In a preferred embodiment, thiamethoxam is provided in polymorphic form and is referred to herein as "polymorph A".

In another aspect, the present invention provides an insecticide composition containing crystalline polymorph thiamethoxam.

In this regard, the insecticide composition of the present invention can control insects in agricultural and horticultural crops. In one embodiment, the composition comprises thiamethoxam in crystalline polymorph form A.

The present invention also relates to a method of deinsecting at a point of application. The method includes applying a polymorphic form of thiamethoxam, especially crystalline polymorph A, at a point of application with an insecticidal efficacy dose.

In the method of the present invention, the point of application may be a protected plant, a protected area around the plant, or a protected plant seed.

The invention also relates to a method for protecting crops, such as agricultural and horticultural crops, including its industrial products, such as seeds and fruits. The method is to apply an effective dose of thiamethoxam, especially polymorph A, to crops.

The solid exists in amorphous or crystalline form. The molecules of a solid in crystalline form are arranged in a three-dimensional lattice. If a compound is formed by recrystallization from a solution or slurry, the crystals may have different spatial lattice arrangements. This feature is called "polymorphism", and each different crystal form is called a "polymorphism". Crystal form". The same substance of different polymorphs may have one or more different physical characteristics, such as solubility, decomposition, true density, crystal shape, compression properties, flow characteristics and/or stability of the solid state.

For chemicals with two (or more) polymorphic forms, usually at a certain temperature and for a sufficient time, the unstable crystalline form will be transformed into a more thermodynamically stable crystalline form. If the transformation process is not rapid, the thermodynamically unstable crystal form is called the "meta-stable" crystal form. Stable crystal forms usually have the highest melting point, the lowest solubility and the strongest chemical stability. However, even under ordinary storage conditions, the metastable crystal form has sufficient chemical and physical stability and can be used as a commercial crystal form. In addition, although the stability of the metastable crystal form is weak, there are advantages that the stable crystal form does not have, such as better plasticity and improved water dispersibility.

As far as the applicant is aware, 3-(2-chloro-1,3-thiazol-5-ylmethyl)-5-methyl-1,3,5-oxadiazine-4-ylidene (nitro)amine The crystal form of (thiamethoxam) is unknown.

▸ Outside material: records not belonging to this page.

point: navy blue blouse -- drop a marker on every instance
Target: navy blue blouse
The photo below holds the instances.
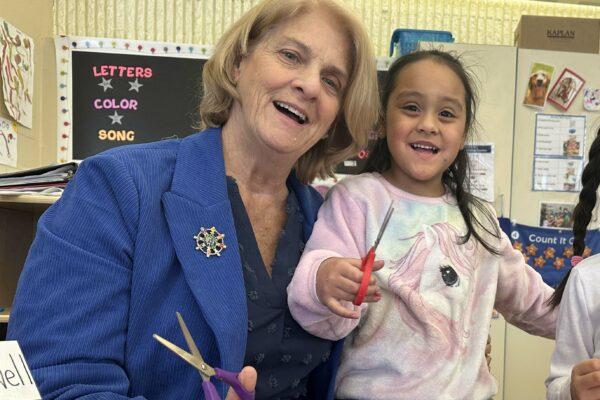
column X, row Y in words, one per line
column 281, row 351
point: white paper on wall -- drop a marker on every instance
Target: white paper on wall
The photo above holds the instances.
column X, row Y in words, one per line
column 16, row 53
column 481, row 158
column 558, row 152
column 8, row 142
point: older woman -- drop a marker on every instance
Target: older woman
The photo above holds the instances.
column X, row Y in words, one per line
column 211, row 226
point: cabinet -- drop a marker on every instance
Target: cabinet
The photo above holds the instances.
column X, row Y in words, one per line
column 18, row 219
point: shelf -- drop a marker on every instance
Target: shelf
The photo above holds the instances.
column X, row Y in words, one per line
column 4, row 315
column 27, row 202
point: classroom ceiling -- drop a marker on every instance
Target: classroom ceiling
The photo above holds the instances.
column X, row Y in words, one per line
column 582, row 2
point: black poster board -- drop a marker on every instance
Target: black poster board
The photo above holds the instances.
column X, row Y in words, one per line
column 120, row 99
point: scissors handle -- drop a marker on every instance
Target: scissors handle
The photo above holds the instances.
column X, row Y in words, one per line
column 366, row 266
column 210, row 391
column 231, row 378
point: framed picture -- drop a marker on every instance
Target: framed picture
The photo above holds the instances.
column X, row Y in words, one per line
column 537, row 85
column 565, row 89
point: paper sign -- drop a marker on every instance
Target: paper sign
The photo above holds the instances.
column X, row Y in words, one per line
column 481, row 174
column 16, row 382
column 8, row 142
column 16, row 60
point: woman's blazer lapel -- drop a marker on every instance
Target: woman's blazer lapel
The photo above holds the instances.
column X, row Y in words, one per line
column 198, row 198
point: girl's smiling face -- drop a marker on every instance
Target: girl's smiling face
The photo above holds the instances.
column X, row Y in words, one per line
column 425, row 122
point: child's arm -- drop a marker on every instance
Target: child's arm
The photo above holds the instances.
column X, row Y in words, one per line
column 325, row 283
column 572, row 373
column 522, row 296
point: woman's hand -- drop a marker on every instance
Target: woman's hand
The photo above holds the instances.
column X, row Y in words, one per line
column 247, row 377
column 585, row 380
column 339, row 279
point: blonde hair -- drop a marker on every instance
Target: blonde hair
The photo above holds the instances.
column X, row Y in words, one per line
column 360, row 106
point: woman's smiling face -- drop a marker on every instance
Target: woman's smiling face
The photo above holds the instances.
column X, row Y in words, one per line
column 291, row 84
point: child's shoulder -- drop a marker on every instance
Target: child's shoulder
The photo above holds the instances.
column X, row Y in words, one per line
column 367, row 184
column 589, row 269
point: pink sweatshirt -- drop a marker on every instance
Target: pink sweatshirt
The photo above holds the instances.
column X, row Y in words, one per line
column 425, row 338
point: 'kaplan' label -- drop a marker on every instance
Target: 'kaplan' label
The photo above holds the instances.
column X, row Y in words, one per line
column 16, row 382
column 560, row 34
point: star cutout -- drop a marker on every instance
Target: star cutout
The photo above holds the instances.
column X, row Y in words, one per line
column 116, row 118
column 135, row 85
column 105, row 84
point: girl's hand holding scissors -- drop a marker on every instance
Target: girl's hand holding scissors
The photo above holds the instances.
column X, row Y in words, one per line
column 338, row 279
column 247, row 378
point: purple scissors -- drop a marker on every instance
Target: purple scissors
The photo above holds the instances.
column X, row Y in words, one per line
column 206, row 371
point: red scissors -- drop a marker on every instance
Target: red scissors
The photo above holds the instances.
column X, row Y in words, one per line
column 367, row 262
column 206, row 371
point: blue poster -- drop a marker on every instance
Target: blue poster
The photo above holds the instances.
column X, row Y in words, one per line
column 548, row 250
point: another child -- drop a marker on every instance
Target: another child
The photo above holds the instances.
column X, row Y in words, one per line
column 447, row 264
column 575, row 368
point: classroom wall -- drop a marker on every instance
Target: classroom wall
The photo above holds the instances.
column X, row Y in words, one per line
column 203, row 22
column 35, row 146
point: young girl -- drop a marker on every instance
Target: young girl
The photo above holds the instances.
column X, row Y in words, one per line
column 447, row 264
column 575, row 368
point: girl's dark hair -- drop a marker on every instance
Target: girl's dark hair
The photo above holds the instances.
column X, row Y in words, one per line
column 455, row 178
column 582, row 214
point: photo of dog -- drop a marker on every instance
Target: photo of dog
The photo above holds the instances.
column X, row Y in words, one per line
column 537, row 85
column 565, row 89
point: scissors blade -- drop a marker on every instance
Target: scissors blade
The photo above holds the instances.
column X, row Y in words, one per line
column 205, row 370
column 188, row 337
column 388, row 215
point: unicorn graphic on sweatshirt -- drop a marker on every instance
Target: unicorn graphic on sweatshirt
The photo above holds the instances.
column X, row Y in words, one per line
column 432, row 282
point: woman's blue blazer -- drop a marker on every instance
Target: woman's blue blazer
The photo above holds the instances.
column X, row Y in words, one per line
column 115, row 258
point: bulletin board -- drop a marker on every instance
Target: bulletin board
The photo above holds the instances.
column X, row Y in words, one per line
column 114, row 92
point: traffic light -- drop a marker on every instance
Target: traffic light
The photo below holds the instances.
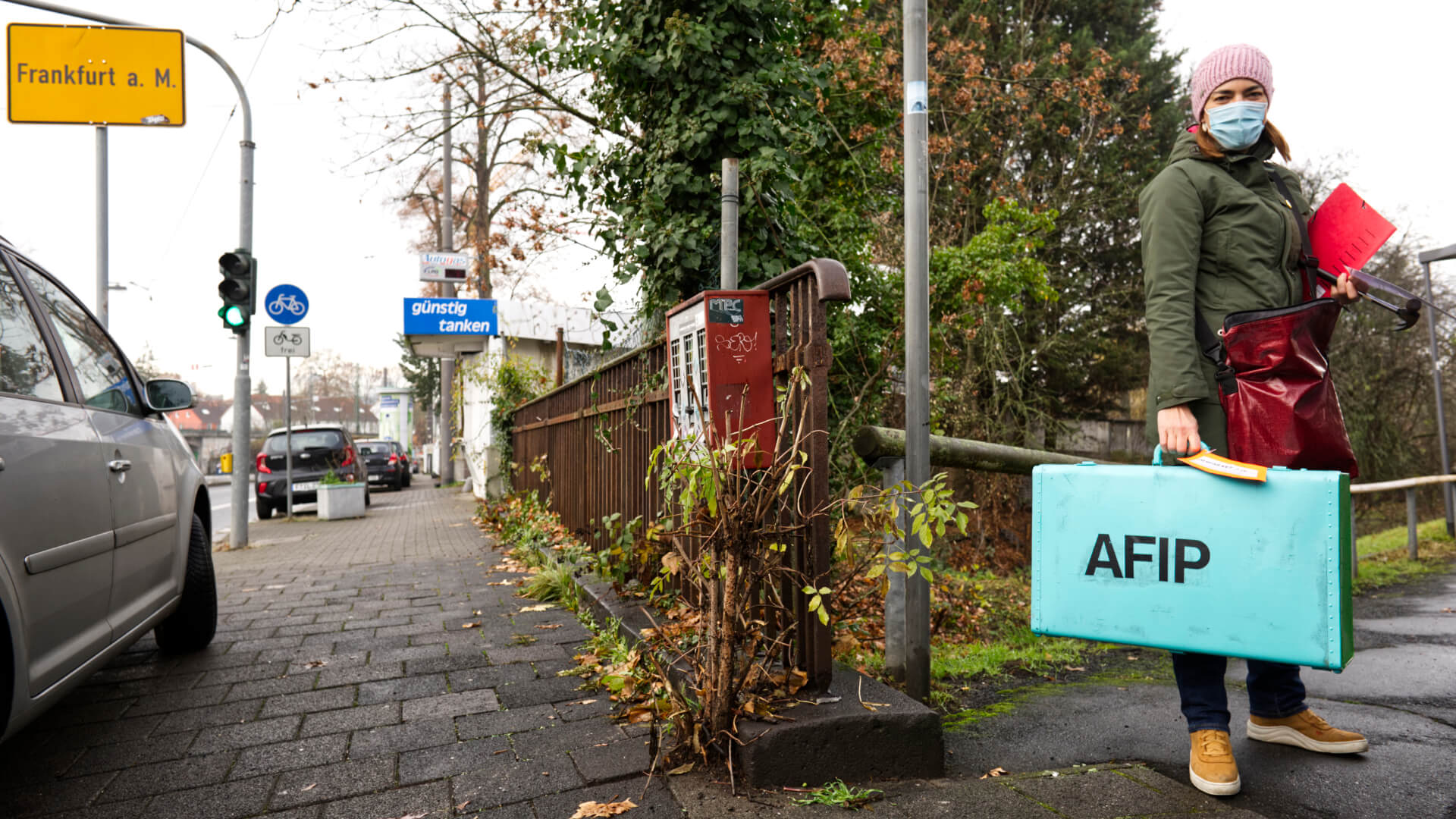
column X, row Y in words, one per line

After extensive research, the inventor of the present invention discovered a new thiamethoxam crystal form, which is referred to herein as "crystal form A". Under the unique X-ray diffraction pattern and infrared (IR) spectrum, the new crystal form shows unique spectral characteristics.

For example, as shown in Figure 1, the X-ray powder diffraction pattern of Form A has characteristic peaks (the error degree of 2θ is +/- 0.2° θ) at one or more of the following positions: 6.09, 15.37, 17.83, 18.43, 20.86 , 22.01, 26.95 and 27.84.

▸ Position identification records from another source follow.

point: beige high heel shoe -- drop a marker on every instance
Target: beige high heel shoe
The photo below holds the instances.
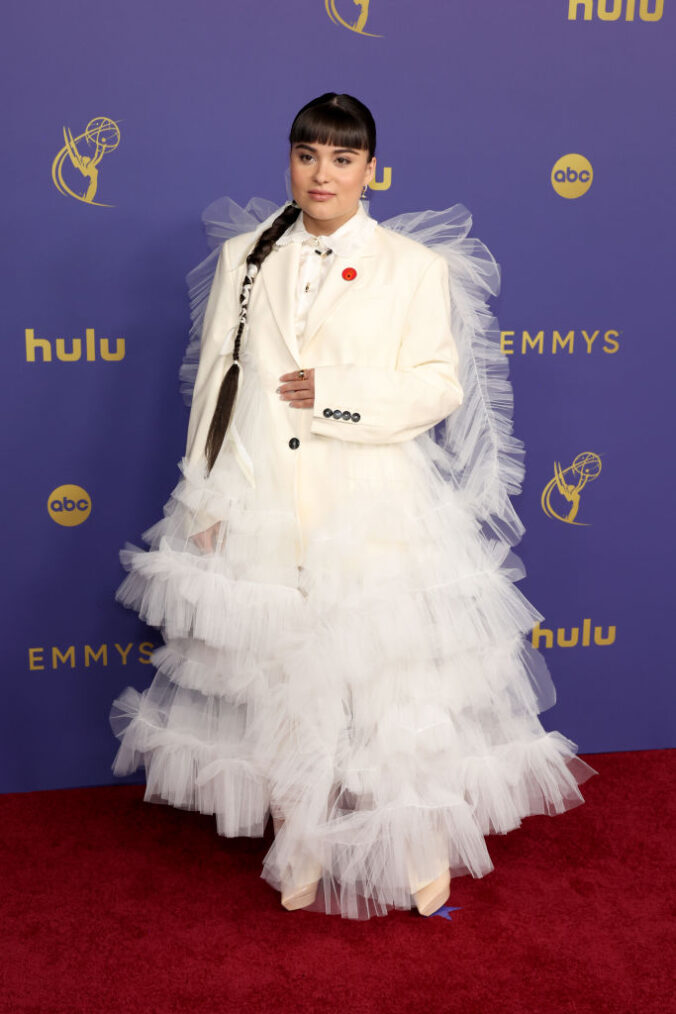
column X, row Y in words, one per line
column 299, row 897
column 432, row 895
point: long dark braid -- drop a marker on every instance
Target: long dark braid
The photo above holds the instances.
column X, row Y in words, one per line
column 330, row 119
column 228, row 390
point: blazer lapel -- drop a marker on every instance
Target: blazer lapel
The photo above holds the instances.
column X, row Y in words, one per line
column 335, row 288
column 280, row 273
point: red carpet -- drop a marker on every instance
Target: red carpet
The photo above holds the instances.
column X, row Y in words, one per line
column 110, row 903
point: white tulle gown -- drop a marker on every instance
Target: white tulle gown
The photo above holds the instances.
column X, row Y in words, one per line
column 383, row 697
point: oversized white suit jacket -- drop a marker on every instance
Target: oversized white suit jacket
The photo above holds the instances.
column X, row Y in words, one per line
column 381, row 345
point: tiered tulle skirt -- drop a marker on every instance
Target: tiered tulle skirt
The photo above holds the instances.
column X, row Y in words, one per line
column 354, row 659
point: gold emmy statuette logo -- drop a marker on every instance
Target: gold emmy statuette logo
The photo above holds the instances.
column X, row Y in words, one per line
column 585, row 468
column 83, row 154
column 572, row 175
column 615, row 10
column 69, row 505
column 359, row 24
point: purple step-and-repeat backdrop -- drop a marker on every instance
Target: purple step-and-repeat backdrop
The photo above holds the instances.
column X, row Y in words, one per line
column 548, row 119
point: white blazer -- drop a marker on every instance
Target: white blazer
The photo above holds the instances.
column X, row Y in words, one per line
column 381, row 345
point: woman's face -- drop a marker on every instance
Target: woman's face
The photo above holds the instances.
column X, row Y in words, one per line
column 326, row 182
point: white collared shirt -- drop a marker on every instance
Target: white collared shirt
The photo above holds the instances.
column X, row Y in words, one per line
column 316, row 256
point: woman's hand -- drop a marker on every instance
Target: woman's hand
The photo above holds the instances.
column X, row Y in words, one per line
column 298, row 392
column 205, row 539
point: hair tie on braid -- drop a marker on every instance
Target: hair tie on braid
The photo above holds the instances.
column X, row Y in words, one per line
column 229, row 384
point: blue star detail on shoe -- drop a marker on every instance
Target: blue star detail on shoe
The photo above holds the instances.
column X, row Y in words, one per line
column 445, row 910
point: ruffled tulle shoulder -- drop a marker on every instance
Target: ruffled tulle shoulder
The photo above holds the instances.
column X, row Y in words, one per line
column 476, row 449
column 486, row 459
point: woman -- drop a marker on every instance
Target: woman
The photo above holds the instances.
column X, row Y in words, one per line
column 345, row 648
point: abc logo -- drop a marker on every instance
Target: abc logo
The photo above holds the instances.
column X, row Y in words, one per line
column 572, row 175
column 69, row 505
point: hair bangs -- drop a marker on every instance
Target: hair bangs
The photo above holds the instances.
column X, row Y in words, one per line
column 327, row 123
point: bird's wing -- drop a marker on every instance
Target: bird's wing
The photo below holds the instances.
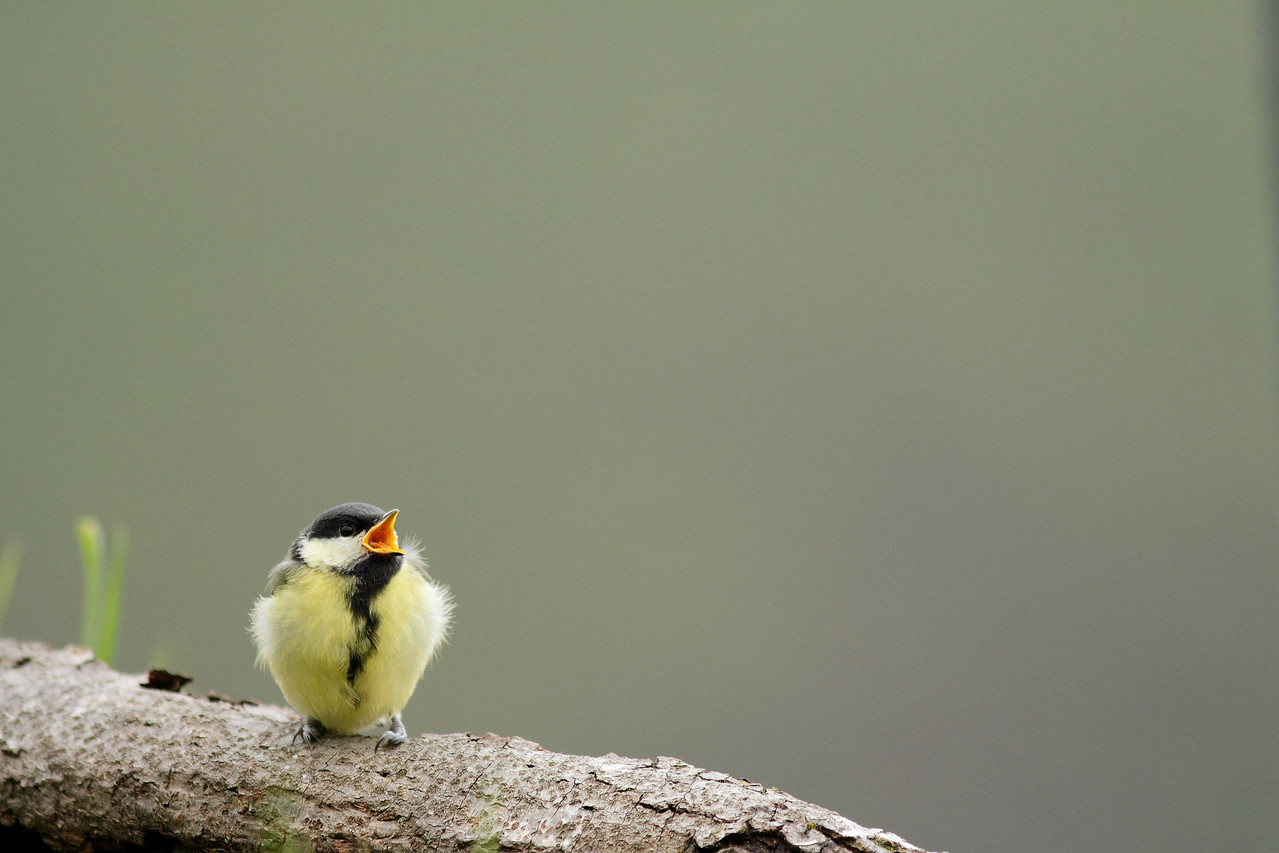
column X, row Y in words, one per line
column 280, row 574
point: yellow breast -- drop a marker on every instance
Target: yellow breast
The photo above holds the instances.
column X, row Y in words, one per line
column 306, row 634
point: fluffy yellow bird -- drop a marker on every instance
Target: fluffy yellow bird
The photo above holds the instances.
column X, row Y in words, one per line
column 349, row 622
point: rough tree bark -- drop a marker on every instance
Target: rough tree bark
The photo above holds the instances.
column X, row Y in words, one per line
column 90, row 759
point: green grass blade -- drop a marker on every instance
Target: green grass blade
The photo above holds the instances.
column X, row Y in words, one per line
column 110, row 609
column 88, row 531
column 9, row 559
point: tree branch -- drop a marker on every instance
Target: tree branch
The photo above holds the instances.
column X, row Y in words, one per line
column 90, row 757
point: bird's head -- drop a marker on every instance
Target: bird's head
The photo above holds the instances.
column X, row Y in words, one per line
column 345, row 536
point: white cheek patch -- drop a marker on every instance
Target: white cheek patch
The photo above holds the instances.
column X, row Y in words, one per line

The X-ray powder diffraction pattern shown in Figure 1 was obtained with the Philips powder diffractometer PW 1050/70. Its operating tube pressure and tube flow were 40 kV and 30 mA, respectively, using uKα rays (wavelength 1.54178Å) and diffracted beam graphite Monochromator. A typical 0-20 scan range is 3-35° 2 Theta, with a step size of 0.05° and a calculation period of 0.5 seconds per step. The sample was ground with an agate mortar and pestle, and the resulting powder was filled into an aluminum sample holder with a rectangular cavity of 20 mm x 15 mm x 0.5 mm.

In addition, as shown in FIG. 2, the infrared (IR) spectrum of Form A exhibits characteristic peaks at about 2933.62, 2161.78, and 1593.88 cm ^-1 .

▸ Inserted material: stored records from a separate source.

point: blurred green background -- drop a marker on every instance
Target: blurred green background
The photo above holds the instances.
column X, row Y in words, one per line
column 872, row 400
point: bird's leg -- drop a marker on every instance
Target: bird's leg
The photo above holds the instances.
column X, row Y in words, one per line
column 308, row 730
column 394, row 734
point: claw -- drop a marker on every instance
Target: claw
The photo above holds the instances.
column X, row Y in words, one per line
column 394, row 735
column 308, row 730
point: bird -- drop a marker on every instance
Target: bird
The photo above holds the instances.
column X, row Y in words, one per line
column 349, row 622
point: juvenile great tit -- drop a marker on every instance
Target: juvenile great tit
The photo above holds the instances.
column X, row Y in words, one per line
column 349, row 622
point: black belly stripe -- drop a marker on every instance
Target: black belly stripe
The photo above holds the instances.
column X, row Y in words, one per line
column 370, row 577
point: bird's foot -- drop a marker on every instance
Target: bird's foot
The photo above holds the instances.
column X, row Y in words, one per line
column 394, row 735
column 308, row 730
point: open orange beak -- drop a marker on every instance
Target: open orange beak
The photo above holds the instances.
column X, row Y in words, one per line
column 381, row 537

Infrared spectroscopy is measured in a DuraSamplIR ^™ sample device, a diamond optical window ReactIR ^™ 1000 Fourier transform infrared spectroscopy (FT-IR) analyzer (Attenuated Total Reflection (ATR) method, MCT detector) manufactured by Mettler Toledo Autochem. The diamond detector has a standard zinc selenide focusing lens. The powdery sample was filled in the sample device, and the measurement resolution was 4 cm ^-1 and 256 scan times.

In another aspect, the present invention provides a method for preparing polymorph A of thiamethoxam. Preparation of crystalline form A thiamethoxam, which can be crystallized from a solvent system containing the following ingredients: alcohol, glycol, ether, ketone, ester, amide, nitrile, aliphatic or aromatic hydrocarbon, or mixtures thereof ; Then separate the obtained crystal.

In a presently preferred embodiment, the solvent is alcohol, especially C ₁ to C ₄ alcohol, especially methanol, ethanol, or propanol, especially 1-propanol; diol, especially C ₁ to C ₄ diols, especially ethylene glycol; aromatic hydrocarbons, especially substituted benzene derivatives, especially xylene; or mixtures thereof. With regard to substituted benzene derivatives, it has been found that toluene as used in the prior art is not a satisfactory solvent. In particular, it has been found that crystalline thiamethoxam made using toluene as a solvent has significantly lower stability than crystalline thiamethoxam made using other solvents mentioned above.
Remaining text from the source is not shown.